Point 4. “Rigid model that needs to adapt to social selling”. Have you ever heard of Social Studio, the Community Cloud and Chatter? Have you ever spoken with a senior sales or marketing person in Salesforce? I suspect they may be too busy to talk with you. Please go back to the drawing board and talk to someone who understands social media and how switched on Salesforce is.

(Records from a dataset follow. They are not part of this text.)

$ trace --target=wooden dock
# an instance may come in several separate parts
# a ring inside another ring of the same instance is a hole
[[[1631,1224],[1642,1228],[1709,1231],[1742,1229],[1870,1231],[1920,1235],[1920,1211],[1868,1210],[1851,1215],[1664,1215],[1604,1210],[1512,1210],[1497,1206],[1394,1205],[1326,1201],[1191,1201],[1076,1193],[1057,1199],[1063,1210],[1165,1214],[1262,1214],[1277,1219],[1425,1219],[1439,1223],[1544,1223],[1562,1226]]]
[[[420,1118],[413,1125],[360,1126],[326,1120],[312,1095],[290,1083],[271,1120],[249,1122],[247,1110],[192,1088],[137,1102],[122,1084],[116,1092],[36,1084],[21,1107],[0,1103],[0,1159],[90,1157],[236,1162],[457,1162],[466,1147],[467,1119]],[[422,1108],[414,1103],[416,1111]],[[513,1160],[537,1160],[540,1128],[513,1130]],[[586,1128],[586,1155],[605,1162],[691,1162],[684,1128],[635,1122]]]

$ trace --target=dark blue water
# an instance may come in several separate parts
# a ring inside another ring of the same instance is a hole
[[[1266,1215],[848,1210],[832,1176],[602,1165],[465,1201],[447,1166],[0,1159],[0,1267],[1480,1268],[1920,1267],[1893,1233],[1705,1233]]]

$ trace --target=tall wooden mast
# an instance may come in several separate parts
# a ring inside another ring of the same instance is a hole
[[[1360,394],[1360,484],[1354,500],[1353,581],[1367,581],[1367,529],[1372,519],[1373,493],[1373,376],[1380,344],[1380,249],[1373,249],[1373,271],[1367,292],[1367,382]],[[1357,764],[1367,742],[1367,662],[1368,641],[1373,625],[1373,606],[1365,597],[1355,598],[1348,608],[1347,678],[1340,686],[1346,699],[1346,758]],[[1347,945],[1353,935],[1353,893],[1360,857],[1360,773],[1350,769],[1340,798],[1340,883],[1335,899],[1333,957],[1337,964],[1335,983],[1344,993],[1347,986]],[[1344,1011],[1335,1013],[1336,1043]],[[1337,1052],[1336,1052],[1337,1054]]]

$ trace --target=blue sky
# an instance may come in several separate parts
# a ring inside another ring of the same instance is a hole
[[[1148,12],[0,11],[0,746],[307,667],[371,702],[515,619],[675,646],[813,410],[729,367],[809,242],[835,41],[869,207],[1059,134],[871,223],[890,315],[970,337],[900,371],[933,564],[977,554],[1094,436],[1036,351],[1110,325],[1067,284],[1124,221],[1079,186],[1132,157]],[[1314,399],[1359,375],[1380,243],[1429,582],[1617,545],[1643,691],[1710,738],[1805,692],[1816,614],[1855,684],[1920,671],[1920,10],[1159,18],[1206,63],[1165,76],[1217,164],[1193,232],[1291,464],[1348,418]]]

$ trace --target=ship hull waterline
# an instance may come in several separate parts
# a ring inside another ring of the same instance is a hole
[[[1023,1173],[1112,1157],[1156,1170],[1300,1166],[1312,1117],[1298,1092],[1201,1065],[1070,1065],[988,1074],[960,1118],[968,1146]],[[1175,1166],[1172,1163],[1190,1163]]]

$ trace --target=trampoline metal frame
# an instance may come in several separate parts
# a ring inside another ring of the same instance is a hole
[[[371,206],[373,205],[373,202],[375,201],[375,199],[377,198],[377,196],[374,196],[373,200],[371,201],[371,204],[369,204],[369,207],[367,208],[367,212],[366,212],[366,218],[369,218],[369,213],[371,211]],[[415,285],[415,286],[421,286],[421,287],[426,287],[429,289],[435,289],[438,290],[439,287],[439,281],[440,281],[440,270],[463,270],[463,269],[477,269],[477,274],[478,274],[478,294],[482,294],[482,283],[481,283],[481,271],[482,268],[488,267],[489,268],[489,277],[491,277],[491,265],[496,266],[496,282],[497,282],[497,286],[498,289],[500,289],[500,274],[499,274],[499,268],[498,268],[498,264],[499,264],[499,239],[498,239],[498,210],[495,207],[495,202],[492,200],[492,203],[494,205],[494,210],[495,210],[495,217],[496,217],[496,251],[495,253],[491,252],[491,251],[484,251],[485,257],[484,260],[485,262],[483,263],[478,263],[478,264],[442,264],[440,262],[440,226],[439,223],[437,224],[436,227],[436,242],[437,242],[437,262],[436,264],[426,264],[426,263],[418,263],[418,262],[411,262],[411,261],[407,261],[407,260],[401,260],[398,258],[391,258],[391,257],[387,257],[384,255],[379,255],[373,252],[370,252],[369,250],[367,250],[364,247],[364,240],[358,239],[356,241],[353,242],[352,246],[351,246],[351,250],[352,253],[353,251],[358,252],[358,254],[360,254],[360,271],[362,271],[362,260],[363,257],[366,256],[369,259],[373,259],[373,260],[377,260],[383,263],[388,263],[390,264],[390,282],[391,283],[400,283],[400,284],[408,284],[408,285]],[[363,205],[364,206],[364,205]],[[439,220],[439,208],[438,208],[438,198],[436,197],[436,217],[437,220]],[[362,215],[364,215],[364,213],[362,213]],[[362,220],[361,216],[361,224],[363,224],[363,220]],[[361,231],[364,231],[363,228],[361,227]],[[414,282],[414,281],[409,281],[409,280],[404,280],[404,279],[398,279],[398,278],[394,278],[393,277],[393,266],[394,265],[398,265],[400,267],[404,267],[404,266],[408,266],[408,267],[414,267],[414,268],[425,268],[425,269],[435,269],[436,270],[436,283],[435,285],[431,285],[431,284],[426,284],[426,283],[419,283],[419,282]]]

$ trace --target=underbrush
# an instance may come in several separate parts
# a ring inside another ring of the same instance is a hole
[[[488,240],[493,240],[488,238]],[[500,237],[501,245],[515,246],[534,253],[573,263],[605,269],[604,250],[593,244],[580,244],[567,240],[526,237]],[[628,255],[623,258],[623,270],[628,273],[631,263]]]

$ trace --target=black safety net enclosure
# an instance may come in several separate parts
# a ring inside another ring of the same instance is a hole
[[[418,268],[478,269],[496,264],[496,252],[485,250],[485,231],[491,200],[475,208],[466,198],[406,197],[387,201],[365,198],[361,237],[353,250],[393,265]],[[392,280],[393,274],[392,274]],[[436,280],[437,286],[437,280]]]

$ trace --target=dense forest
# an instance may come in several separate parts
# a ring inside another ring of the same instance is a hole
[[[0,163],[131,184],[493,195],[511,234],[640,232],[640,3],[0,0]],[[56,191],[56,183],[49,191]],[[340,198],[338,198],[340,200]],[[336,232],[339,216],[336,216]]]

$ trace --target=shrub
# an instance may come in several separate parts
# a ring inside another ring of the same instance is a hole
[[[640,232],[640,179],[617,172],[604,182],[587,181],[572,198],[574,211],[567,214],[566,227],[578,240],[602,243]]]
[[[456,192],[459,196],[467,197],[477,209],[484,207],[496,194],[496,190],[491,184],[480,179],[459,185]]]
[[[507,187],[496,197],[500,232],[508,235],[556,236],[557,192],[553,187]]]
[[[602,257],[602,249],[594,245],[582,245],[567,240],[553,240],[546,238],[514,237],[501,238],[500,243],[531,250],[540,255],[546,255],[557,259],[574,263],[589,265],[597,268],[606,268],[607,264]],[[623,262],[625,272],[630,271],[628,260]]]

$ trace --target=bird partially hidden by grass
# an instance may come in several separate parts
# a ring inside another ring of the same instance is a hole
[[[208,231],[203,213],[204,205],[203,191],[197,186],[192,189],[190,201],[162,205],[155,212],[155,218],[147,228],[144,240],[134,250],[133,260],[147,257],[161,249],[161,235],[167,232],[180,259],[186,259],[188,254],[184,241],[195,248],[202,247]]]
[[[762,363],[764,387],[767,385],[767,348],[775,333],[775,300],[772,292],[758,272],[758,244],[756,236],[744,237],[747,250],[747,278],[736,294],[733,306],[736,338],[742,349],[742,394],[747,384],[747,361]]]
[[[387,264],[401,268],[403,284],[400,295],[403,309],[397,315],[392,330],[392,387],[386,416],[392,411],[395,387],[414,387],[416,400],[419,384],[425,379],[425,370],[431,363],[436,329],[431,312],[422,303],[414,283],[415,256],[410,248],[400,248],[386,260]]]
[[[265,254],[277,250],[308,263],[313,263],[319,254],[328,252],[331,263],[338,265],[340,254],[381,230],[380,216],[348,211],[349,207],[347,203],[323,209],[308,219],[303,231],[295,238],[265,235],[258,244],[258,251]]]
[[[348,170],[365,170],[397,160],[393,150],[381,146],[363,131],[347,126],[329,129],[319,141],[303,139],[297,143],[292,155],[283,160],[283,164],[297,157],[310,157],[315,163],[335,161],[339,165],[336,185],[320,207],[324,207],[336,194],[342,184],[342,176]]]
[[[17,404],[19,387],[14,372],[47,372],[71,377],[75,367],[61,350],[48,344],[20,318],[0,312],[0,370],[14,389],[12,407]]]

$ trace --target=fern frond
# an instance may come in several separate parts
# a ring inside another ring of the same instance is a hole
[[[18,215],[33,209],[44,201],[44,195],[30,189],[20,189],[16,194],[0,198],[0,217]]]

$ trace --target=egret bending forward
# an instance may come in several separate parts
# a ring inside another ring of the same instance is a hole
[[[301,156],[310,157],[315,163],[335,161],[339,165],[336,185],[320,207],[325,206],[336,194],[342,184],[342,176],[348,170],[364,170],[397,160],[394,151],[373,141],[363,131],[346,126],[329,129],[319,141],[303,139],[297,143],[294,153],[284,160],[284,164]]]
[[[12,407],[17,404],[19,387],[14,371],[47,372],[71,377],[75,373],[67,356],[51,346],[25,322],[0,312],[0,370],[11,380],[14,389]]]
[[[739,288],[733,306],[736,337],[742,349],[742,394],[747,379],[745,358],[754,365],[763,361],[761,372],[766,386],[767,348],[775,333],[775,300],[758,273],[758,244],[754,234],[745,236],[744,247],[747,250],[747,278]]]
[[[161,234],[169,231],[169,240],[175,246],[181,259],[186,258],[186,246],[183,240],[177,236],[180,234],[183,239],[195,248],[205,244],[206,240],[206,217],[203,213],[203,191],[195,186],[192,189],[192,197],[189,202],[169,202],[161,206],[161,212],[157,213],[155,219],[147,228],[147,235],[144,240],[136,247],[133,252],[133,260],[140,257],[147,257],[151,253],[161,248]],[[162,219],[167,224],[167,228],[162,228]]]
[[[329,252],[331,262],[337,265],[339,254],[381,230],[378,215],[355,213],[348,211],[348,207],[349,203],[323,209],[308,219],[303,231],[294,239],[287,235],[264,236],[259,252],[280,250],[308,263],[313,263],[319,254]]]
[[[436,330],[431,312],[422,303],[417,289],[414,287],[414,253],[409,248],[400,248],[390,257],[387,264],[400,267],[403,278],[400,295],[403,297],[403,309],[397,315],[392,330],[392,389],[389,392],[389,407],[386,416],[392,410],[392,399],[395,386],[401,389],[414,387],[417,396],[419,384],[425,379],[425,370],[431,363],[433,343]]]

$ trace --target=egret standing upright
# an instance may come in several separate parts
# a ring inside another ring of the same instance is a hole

Point 5. “High stock market valuation”. You quote the P/S ratio for Salesforce. Salesforce has always had a high one because it has evolved from a hyper-growth startup with an amazing app to an innovation machine with a high growth platform and an incredible ecosystem of apps and partners. However, the P/S ratio is lower now than its ever been. In Q1 in 2011, they had a P/S ratio of 44. It’s now 7.3 and dropping. The curve is pretty smooth and the market has been proven right to support Salesforce for over 15 years. You are just the latest prophet of doom. 100s of others got this wrong over the years.”
So why would an apparently intelligent person like Peter Cohan write such an inaccurate article about a company that continues to be a superstar? A strong clue might be found in point 1. The one that mentions Netsuite (Oracle). In the interest of fairness (and because two wrongs don’t make a right), here is a link to his article in full.
“Familiarity with any great thing removes our awe of it”
Frank Baum – The Master Key
No company lasts forever of course. Like every firm Salesforce will disappear some day. As I wrote in this piece, every Goliath-sized company creates its inner David eventually. However, that day is a very long way away for Salesforce in my opinion. Marc Benioff always indicates years in advance where the company is heading. His recent statement that “we’re in an AI spring” indicates to me that Salesforce is considering investing in being a serious player in data science (like IBM and Google) and even perhaps eventually cognitive computing. If that sounds far-fetched, note that Salesforce has hired nearly the entire original data science team from LinkedIn. Benioff always makes statements to prepare the ground for the future product roadmap – and he usually starts years ahead. My bet is that the Salesforce Analytics Cloud is only the beginning – Salesforce will gradually become a much bigger player in data science.
Just one example o f Benioff preparing the ground is the fact that on several occasions over the years he predicted the decline of email. Eventually, he made the provocative statement “Email is dead” and talked about social media streams as inevitably dominating communication. He knows email is not dead but he pressed a lot of naive buttons and got the big media response he wanted. A little later Social Studio was released to take on Hootsuite. Unrelated? I don’t think so. I talked about how Benioff cleverly and seamlessly integrates his communications with Salesforce’s product roadmap – often years in advance. You can hear more about that in this radio interview:
How Innovation and Marketing Tango in the Product Roadmaps of Salesforce.com
Marc Benioff is no Pied Piper or Wizard of Oz. He and Salesforce have proven themselves to be masters of both marketing and innovation. Salesforce.com shows every sign of continuing to innovate, diversify and grow.
“Business has only two functions – marketing and innovation.”